Ironically Lizzy's case has been turned over to this worker. I can tell she doesn't harbour any resentment over the last situation like you would think she would. We have talked several times even before she was given Lizzy's case and after seeing three families after decide not to adopt Joseph as well she understood where we were coming from.

Anyway, when we went to meet Joseph for the first time at his foster home we also met his three new foster siblings that his foster mom had taken in. As we walked out the door with Joseph I had the weirdest feeling that I was visiting with the wrong child. I wanted to be taking the new sibling group of three out with us, not Joseph.
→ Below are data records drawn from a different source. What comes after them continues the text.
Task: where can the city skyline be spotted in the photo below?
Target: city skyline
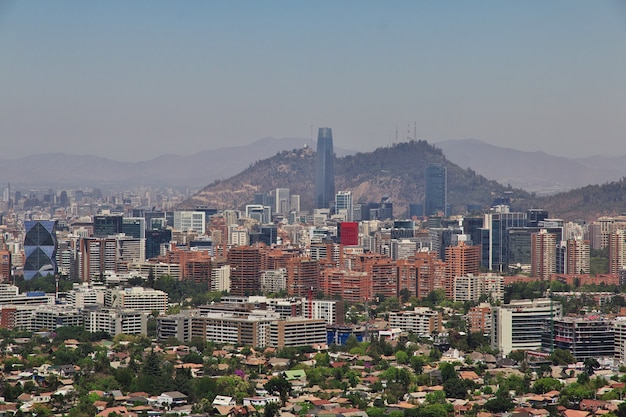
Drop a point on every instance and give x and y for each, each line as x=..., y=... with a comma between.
x=131, y=81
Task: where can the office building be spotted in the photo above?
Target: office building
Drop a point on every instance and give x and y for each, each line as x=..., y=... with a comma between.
x=619, y=344
x=348, y=233
x=5, y=265
x=297, y=331
x=260, y=213
x=574, y=255
x=435, y=190
x=134, y=227
x=194, y=221
x=245, y=270
x=155, y=239
x=493, y=236
x=274, y=281
x=51, y=317
x=479, y=319
x=343, y=205
x=220, y=278
x=282, y=201
x=303, y=275
x=584, y=337
x=422, y=321
x=472, y=287
x=461, y=260
x=115, y=321
x=385, y=209
x=40, y=248
x=520, y=324
x=107, y=225
x=325, y=169
x=177, y=326
x=137, y=298
x=95, y=256
x=543, y=254
x=617, y=251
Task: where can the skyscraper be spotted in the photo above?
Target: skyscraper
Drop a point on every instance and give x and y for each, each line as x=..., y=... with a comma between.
x=40, y=248
x=325, y=173
x=435, y=190
x=343, y=205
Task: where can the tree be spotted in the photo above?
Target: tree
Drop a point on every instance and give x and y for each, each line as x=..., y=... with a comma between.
x=271, y=409
x=591, y=364
x=447, y=371
x=499, y=404
x=455, y=388
x=543, y=385
x=417, y=363
x=279, y=386
x=562, y=357
x=402, y=357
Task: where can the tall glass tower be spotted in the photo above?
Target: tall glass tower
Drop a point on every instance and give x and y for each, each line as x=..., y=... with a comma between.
x=40, y=249
x=436, y=185
x=325, y=172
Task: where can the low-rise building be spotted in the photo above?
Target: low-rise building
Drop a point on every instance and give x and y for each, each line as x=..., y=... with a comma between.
x=421, y=321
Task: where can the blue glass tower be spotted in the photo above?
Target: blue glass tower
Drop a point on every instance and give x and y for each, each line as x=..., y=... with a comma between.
x=435, y=191
x=40, y=249
x=325, y=172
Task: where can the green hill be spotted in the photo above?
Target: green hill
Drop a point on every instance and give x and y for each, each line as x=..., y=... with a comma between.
x=396, y=171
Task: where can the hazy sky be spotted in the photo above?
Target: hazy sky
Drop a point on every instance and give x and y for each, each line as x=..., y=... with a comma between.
x=131, y=80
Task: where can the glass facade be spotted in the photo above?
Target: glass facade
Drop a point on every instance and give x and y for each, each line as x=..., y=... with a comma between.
x=435, y=190
x=325, y=172
x=40, y=249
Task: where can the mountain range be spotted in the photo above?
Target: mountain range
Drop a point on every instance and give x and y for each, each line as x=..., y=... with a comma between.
x=395, y=171
x=536, y=172
x=575, y=188
x=193, y=171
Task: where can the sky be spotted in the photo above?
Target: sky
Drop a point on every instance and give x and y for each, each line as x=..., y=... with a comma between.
x=131, y=80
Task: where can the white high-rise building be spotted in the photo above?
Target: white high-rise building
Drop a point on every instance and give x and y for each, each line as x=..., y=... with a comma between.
x=343, y=205
x=282, y=200
x=190, y=221
x=137, y=298
x=520, y=324
x=220, y=278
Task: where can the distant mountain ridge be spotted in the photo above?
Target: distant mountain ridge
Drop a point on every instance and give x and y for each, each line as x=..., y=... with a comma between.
x=532, y=171
x=60, y=169
x=395, y=171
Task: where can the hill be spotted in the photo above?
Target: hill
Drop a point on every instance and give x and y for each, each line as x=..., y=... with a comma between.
x=536, y=172
x=196, y=170
x=396, y=171
x=587, y=203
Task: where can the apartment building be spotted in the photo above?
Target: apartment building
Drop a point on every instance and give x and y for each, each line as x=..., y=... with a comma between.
x=137, y=298
x=421, y=321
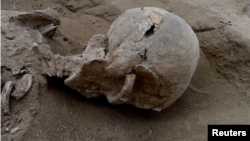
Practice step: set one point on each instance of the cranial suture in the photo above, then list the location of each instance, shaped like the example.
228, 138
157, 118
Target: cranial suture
147, 58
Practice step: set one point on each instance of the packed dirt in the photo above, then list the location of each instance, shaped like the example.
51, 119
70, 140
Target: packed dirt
219, 92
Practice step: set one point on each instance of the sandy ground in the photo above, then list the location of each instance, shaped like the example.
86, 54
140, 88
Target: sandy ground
219, 92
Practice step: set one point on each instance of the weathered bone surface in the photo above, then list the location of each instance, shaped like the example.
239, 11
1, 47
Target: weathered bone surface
5, 98
147, 58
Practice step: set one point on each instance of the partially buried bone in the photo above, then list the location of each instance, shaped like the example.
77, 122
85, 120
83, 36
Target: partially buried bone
147, 58
5, 98
22, 86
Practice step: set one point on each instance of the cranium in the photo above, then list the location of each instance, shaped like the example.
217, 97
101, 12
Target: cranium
147, 59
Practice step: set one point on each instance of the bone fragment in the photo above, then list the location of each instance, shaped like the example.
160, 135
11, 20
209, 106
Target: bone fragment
22, 86
5, 97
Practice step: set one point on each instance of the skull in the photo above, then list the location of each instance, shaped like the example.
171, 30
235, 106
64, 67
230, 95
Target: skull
147, 59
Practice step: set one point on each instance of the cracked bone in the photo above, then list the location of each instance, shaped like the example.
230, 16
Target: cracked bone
147, 58
160, 49
22, 86
5, 98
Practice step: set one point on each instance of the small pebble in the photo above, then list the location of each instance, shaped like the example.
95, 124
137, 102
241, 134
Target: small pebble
14, 131
34, 113
7, 130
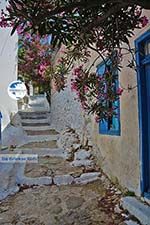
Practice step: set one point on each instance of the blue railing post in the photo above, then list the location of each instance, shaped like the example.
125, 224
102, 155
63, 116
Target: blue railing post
0, 131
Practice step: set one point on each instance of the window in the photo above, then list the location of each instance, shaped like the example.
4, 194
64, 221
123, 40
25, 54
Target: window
112, 125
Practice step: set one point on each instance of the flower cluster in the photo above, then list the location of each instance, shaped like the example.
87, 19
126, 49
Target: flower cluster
96, 93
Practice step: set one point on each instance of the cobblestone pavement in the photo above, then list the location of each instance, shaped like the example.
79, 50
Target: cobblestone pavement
65, 187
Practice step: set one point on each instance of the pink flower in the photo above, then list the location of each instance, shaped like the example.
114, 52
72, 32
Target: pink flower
97, 119
144, 21
119, 91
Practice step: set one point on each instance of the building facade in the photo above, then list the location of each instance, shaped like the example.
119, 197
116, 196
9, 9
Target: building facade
124, 145
8, 71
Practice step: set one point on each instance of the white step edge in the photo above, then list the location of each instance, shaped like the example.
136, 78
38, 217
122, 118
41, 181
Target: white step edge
35, 121
138, 209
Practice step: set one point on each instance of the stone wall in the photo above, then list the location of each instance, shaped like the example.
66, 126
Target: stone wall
119, 155
8, 71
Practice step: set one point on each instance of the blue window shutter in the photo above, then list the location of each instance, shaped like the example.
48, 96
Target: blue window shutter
103, 125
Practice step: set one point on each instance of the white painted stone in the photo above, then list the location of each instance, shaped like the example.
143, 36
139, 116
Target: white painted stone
81, 163
63, 180
82, 155
35, 121
87, 178
117, 209
76, 146
137, 209
56, 152
35, 181
36, 128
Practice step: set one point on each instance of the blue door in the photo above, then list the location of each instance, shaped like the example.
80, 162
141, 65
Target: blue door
143, 63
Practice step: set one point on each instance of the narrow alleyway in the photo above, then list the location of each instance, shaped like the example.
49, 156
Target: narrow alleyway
65, 187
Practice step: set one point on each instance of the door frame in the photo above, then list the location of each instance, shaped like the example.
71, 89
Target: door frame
144, 174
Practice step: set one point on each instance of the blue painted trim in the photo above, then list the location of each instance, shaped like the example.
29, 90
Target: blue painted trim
103, 125
142, 120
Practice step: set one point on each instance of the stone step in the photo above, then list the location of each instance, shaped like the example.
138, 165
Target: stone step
34, 114
33, 118
41, 132
35, 124
138, 209
53, 152
37, 128
32, 121
41, 138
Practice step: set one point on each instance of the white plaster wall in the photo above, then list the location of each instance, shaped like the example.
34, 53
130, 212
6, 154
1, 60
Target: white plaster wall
8, 70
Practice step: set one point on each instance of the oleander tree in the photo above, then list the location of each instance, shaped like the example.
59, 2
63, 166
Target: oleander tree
35, 61
103, 26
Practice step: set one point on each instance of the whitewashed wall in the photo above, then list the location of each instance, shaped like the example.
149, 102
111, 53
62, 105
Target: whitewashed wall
8, 70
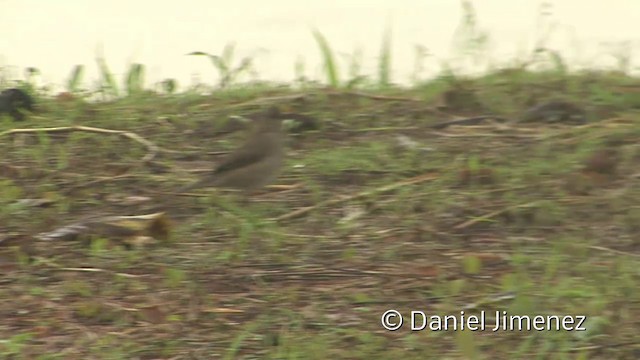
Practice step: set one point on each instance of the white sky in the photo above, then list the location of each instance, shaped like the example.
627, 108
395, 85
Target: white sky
53, 36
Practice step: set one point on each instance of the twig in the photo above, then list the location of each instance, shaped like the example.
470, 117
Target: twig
302, 211
618, 252
490, 215
152, 148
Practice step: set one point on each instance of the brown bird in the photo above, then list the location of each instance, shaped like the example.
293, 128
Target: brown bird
256, 163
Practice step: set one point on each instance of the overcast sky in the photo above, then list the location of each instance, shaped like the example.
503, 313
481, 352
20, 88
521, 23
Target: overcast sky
53, 36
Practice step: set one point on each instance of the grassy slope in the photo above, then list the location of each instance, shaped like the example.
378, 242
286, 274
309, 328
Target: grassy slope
234, 284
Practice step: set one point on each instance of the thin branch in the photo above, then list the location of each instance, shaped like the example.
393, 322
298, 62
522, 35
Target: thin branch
302, 211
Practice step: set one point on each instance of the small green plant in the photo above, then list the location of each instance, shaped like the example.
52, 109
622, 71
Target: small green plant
135, 79
329, 64
73, 83
13, 346
227, 72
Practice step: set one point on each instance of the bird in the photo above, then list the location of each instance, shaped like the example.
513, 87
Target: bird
14, 101
254, 164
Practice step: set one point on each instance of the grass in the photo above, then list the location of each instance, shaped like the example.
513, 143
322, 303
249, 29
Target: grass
505, 211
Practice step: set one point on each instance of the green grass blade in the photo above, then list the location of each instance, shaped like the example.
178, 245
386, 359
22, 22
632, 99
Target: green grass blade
330, 68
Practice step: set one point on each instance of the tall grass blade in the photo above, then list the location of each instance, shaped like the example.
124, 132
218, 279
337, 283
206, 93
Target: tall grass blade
384, 67
73, 84
330, 69
109, 85
135, 79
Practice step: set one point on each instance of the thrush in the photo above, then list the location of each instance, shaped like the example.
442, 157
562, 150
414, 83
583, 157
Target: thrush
253, 165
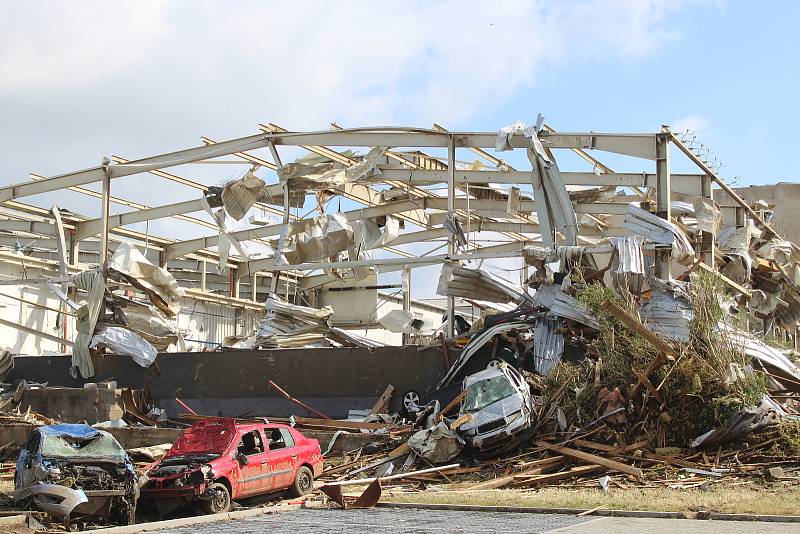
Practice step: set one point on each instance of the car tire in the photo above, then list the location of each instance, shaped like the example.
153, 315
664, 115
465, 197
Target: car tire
303, 482
220, 502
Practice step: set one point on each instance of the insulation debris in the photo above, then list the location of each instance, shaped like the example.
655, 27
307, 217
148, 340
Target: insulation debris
658, 230
240, 195
309, 176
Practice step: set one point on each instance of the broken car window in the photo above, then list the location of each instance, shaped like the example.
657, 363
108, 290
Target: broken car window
205, 440
287, 437
485, 392
251, 443
276, 440
96, 446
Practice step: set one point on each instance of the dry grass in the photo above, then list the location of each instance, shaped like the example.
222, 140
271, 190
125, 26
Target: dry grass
778, 499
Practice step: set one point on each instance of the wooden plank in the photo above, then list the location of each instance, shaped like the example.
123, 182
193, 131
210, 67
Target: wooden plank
634, 324
591, 458
383, 400
609, 448
506, 480
561, 475
670, 460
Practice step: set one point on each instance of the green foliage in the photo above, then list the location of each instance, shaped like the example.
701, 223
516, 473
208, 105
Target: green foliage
696, 395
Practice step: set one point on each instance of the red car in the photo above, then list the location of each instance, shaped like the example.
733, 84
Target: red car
217, 460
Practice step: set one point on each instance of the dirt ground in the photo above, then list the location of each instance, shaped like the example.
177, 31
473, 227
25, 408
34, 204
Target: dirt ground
774, 499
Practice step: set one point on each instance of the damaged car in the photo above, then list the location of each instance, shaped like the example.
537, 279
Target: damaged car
218, 460
76, 473
497, 407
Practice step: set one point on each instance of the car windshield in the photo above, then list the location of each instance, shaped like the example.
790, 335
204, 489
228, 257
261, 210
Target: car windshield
485, 392
95, 446
211, 439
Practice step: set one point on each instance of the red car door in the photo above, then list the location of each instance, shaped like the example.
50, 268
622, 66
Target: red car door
254, 474
282, 457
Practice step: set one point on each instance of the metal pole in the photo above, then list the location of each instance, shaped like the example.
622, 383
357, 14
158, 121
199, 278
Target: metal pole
707, 252
105, 212
406, 296
663, 207
451, 207
277, 274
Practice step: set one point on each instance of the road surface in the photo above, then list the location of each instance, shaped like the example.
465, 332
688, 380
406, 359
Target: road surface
380, 520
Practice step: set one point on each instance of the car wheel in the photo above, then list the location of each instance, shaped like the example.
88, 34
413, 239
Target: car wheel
303, 482
220, 500
411, 402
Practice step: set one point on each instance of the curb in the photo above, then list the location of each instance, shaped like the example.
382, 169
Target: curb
198, 520
598, 513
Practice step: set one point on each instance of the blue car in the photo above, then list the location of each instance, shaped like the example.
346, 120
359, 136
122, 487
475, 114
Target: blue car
76, 473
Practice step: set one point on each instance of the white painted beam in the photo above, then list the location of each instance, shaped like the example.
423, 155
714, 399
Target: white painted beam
180, 248
94, 226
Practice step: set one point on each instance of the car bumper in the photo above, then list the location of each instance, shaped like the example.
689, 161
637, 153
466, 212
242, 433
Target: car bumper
174, 492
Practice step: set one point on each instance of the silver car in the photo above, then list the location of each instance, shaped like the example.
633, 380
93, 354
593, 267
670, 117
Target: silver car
502, 407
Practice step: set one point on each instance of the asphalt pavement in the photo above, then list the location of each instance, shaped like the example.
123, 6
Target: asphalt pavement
372, 521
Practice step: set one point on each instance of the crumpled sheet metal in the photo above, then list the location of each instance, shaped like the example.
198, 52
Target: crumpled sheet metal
475, 343
667, 313
288, 324
548, 345
458, 281
658, 230
740, 424
323, 237
554, 208
148, 322
123, 341
159, 284
225, 240
437, 444
630, 271
301, 175
406, 322
708, 215
86, 319
239, 195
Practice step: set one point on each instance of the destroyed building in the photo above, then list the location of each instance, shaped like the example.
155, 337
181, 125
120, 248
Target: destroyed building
318, 255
As we left my husband even turned around and said to the foster mom, "Let us know if they ever come up for adoption.". Which is not very like my husband.

Since deciding not to adopt joseph i have stayed in contact with his old foster mom. He has been adopted, but I continue to keep my relationship with his foster mom. I have listened to her tell stories of how the three are doing all this time. They have been with her this whole time....and now it looks like their case should be going to termination soon.

There is no family to adopt them from what I can tell and their foster mom doesn't adopt anymore...and my hubby and I are wondering what we want to do about all of this if they are available for adoption. When ever we talk about we have a peace...if they do become available we will be sending our homestudy over. If nothing happens nothing happens....and that will be fine too.


And yes, I am scheduled to have a c-section in two weeks to bring our second biological child into the world AND have been filling out adoption paper work for Lizzy.

Thinking about adopting three more would only make sense, right?

Thursday, March 1, 2012

Adoption.

Lizzy's adoption worker called:


"Um, there is one issue. Lizzy doesn't have any reason to qualify for Medicaid that I can find in paper work."


Sigh.


Me: "Well, either way we are going through with the adoption. We will just put her on our insurance. If I find any paper work to help you request medicaid for her I will let you know. Besides that lets just keep going."